Did We Really Need Stacy Peralta’s Look at the Bloods and the Crips?
I’m torn. I mean, I’m really on the fence about this PBS special. It aired May 12th on the station’s Independent Lens series and I watched the whole thing. From Terrence Howards’ intro right on through to the credits. And as a Black man I’m torn. On the one hand I guess I feel like “the message” can’t be gotten out there enough. But as a person who has seen a LOT of movies (including many, many documentaries like this) and who has seen a lot of PBS in general, this film had an eerily “familiar” look and feel to it. So much so that it ALMOST seemed like a parody. I almost expected to hear a raspy voiced narrator saying “It was the best of times, it was the worst of time…” with Bob Seger’s “Night Moves” playing in the background.

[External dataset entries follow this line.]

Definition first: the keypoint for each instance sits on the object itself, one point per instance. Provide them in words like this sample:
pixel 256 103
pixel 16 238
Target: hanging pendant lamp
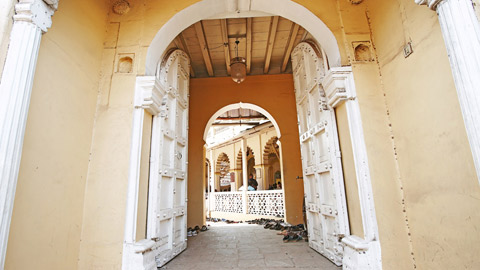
pixel 238 66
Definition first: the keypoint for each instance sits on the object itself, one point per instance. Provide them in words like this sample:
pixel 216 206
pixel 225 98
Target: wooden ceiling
pixel 265 42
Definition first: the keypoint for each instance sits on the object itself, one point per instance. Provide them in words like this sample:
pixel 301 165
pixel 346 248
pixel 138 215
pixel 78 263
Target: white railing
pixel 266 203
pixel 262 202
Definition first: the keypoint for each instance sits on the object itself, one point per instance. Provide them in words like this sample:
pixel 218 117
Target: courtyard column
pixel 363 253
pixel 461 32
pixel 245 175
pixel 32 18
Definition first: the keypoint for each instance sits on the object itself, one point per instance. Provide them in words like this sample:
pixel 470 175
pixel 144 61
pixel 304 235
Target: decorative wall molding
pixel 32 18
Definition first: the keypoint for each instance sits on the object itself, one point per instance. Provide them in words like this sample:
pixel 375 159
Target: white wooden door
pixel 167 213
pixel 327 217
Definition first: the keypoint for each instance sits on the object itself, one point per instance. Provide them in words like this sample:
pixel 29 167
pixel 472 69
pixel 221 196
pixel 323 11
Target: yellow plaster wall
pixel 349 175
pixel 436 169
pixel 48 210
pixel 6 22
pixel 274 93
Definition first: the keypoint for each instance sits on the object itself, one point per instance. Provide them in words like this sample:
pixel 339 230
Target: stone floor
pixel 244 246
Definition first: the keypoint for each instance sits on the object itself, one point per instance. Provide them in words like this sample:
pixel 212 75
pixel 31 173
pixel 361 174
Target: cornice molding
pixel 52 3
pixel 36 12
pixel 432 4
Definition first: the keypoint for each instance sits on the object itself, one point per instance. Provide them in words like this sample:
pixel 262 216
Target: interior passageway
pixel 245 246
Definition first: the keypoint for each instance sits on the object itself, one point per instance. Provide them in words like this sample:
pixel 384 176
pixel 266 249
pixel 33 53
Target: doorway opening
pixel 241 188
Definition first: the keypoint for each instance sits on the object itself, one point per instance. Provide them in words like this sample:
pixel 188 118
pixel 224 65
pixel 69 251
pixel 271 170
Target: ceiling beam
pixel 249 44
pixel 182 45
pixel 204 48
pixel 271 41
pixel 288 51
pixel 226 47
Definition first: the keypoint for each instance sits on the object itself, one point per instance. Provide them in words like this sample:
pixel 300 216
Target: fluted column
pixel 32 18
pixel 461 33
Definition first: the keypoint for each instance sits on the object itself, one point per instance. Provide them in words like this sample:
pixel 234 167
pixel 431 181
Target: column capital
pixel 432 4
pixel 36 12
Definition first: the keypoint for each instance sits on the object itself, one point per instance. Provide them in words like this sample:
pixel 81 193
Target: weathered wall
pixel 144 176
pixel 274 93
pixel 436 169
pixel 47 215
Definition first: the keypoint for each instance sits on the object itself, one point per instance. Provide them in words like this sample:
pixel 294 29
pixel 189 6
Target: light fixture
pixel 238 67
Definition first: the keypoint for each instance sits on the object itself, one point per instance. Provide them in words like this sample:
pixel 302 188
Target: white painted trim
pixel 340 88
pixel 235 8
pixel 240 106
pixel 32 18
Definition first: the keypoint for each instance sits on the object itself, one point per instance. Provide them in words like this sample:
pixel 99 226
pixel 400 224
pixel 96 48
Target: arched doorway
pixel 305 120
pixel 222 173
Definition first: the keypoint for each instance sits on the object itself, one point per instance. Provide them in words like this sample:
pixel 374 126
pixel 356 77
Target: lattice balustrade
pixel 266 203
pixel 230 202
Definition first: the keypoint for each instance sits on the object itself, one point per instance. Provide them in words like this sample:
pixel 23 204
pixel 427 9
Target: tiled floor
pixel 243 246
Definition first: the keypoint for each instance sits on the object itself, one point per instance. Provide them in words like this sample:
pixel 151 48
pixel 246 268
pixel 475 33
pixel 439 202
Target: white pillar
pixel 363 253
pixel 32 18
pixel 244 175
pixel 461 32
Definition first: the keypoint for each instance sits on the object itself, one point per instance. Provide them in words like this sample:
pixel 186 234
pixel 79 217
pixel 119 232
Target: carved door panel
pixel 167 217
pixel 321 160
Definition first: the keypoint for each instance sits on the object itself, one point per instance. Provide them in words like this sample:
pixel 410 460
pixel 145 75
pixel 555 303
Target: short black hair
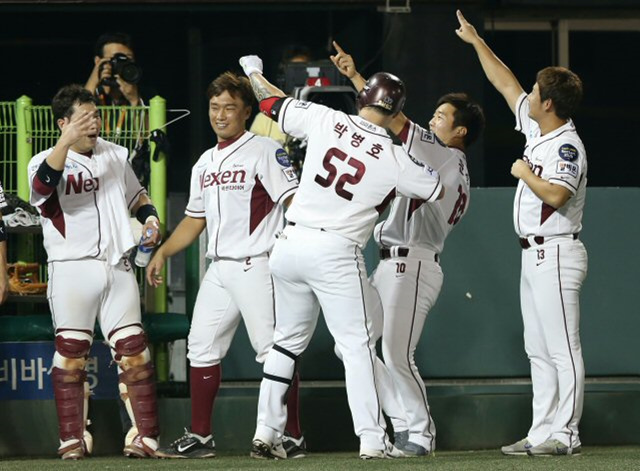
pixel 116 38
pixel 563 87
pixel 68 96
pixel 468 114
pixel 234 84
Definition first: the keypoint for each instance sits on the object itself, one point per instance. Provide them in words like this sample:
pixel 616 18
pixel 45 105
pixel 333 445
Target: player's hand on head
pixel 520 168
pixel 251 65
pixel 467 31
pixel 151 235
pixel 80 125
pixel 154 270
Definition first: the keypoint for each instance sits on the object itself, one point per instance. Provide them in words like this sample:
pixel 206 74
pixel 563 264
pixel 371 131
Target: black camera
pixel 125 68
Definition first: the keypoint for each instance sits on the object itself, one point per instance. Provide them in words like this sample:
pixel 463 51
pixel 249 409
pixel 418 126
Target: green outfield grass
pixel 592 458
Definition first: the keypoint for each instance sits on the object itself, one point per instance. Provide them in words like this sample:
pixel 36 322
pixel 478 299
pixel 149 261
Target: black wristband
pixel 145 211
pixel 47 175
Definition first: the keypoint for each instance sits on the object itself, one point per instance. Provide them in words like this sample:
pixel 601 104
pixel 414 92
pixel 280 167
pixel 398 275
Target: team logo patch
pixel 283 158
pixel 568 152
pixel 290 174
pixel 415 161
pixel 568 168
pixel 427 136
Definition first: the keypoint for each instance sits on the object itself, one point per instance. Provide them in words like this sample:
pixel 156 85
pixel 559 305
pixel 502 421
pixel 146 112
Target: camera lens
pixel 130 72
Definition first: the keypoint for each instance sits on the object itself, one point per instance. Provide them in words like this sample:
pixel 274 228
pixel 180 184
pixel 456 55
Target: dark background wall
pixel 182 46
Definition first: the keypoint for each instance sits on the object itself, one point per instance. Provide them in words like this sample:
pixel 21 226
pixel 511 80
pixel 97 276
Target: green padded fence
pixel 8 158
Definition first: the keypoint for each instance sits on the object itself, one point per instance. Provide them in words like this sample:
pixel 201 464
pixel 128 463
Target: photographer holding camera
pixel 115 74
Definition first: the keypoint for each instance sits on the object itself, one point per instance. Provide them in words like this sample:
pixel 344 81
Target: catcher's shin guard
pixel 70 397
pixel 279 370
pixel 141 395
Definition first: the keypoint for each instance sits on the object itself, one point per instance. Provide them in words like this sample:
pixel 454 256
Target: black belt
pixel 525 244
pixel 402 252
pixel 291 223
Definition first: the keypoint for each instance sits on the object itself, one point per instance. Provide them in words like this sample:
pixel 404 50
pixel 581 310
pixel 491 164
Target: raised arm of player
pixel 496 71
pixel 187 231
pixel 347 67
pixel 554 195
pixel 72 130
pixel 262 88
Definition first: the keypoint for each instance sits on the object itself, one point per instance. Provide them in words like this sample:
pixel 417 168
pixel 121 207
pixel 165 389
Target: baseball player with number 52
pixel 547 215
pixel 352 170
pixel 411 239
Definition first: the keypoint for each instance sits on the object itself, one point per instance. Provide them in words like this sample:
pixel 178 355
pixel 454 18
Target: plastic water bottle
pixel 143 257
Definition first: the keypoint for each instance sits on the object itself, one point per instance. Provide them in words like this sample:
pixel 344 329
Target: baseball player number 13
pixel 344 178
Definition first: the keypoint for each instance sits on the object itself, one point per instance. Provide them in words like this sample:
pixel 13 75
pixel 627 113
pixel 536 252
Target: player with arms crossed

Bloods and Crips: Made in America. Whew, I mean, that’s like a conversation from 15 years ago right? Or twenty-FIVE years ago if you wanna talk crack in it’s hey day. So what compelled Stacy to drag all this out like it’s something new? For those of you (probably most) who don’t know Peralta is a a film director, but really he’s a skateboard guy. I’m a 41 year old guy and I first heard his name from precisely 26 years ago as I ventured outside of Chicago’s version of Los Angeles’ South Central (called the South Side) and made my way into the “white part of town” and discovered punk rock and skateboarding. And for those of you who don’t know Chicago is the home of the 2 other largest waring Black gangs; the Disciples and the El Rukins.
Peralta is “old school” having been a part of that original crew of Dogtown skaters in the 70’s (for this history lesson we’re gonna skip over the 60’s “sidewalk surfin’” era). Eventually he began to skate a little less and video tape younger skaters more and more. And voila; film director. So he’s no stranger to documenting LA based, sub cultures. And by him being an LA native who has lived so adjacent to one of the most largest Black communities in the America (a community that has affected so much of the PLANET via violence, style, music and attitude) I can understand him being compelled to FINALLY saying to himself, “Man, I really ought to see what’s going on in my own back yard. I’ve already got the cameras…” But isn’t everybody who watches PBS gonna be up to speed on this issue? I mean I don’t think any FOX News viewers will ever see/care about this film.
But with this film I see a lot of “hack” standards (from a film making point of view) and in terms of ground covered I see a lot of stereotypical elements re-hased (as a guy with a degree in Anthropology, point of view). All the favorites are there.
The soundtrack ripped straight from about 3 shows on KCRW’s night time line up
The look back at the 60’s Civil Rights movement as the “start” part of cycle
Dragging out 60’s Lefty Tom Hayden
The footage of Black kids with gang paraphernalia and guns
The photos of dead bodies
The footage of (primarily White) cops abusing Black people of all ages and sexes
The former gang members talking about “giving back” and “changing things”
The interviews of young current gangsters talking about “no way out” “it’s all I know”
Rodney of course, can’t talk about angry Black people without Rodney King
The montage of sad/crying Black parents
And the warehousing of people (Black men) by the prison complex
So, the phrase “Black on Black Crime” isn’t actually verbalized, but the…look and feel is tried and true “Black people as surrounded by/causing violence and being victims of a culture that created a quicksand of despair that we can’t seem to break away from.” Again, I guess the word needs to be put out there…but as an educated Black man it’s also a little tiring. Really? This is still new knowledge to white people? Really? This is still something you think would make an insightful thing to put all that money and time into? Really? I’ve seen this done so many times. In fact I’ve seen it done better several times (hey, I like the morphing photo effect a lot too but I’m not sure if it really reaches my heart in this context). I’ve seen where they give the kids cameras and let them film their lives for a few months and we see what’s important to THEM. What story they think should be told. But a project like this where you can’t personally follow individual just seems like it’s glossing over Standard Black Problem. It just affirms that violence/victim model.
But I’m torn. People think we have “overcome” because they see Obama; and he is close to being a Martian than he is to most Black people, so it’s good to get this reminder of what’s truly a part of OUR daily existence. But maybe there are different problems that need to be addressed or maybe this film could have tackled why so many efforts to change things have been ineffective. I’m not sure, but I DO know that if I had had access to Peralta before this project was done it would not have looked like this when the finished product was done.